This travel lift can pick up a boat and take it right out of the water. People work on their boats after they are set on a parking lot. It allows access to all parts of the boat when it is sitting up high and dry.
Here the belts are being lowered into the water and slipped under the boat’s hull. You can see the front belt resting in the water, waiting for the sailboat to float over it.
Now the belts are snugged up, making a cradle to lift the boat out of the water. The travel lift, basically a frame on wheels, rolls along over the water, bringing the boat closer to the parking lot.
As it gets quite close to dry land, the operator of the travel lift must make sure that the boat is sitting securely in the cradle and that it has been lifted high enough so the keel clears the level of the pavement.
The lift operator is standing front of the boat in the photo below, using a remote control gadget to lift or move the boat and the “frame on wheels.” You may notice that there are two belts lying on the pavement. These are spares that are not necessary for a small sailboat. Two belts will be enough to lift it. But when it is time to lift a heavier boat such as the Captain’s troller (which weighs over twice as much as this sailboat), the extra straps will be needed to lift it.

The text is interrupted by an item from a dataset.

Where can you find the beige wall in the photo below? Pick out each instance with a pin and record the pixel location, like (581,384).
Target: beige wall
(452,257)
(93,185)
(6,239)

A week earlier, the Captain had his commercial troller lifted out and put on the parking lot so he could work on the hull of the boat. Now it is time to lift it up and carry it back to the water.
How powerful must that travel lift be to raise up a 39-ft. troller and roll it across the parking lot back to the water. Notice the extra straps, front and back.
Let’s hope the operator gets the wheels of that lift aligned with the pathways for it on either side of the water. You wouldn’t want to miss. I see floating containment “booms” to keep something scungy away from the boats and the shore. Not sure what that is all about. Probably to catch any oil or fuel that might leak from a boat that is in need of repair.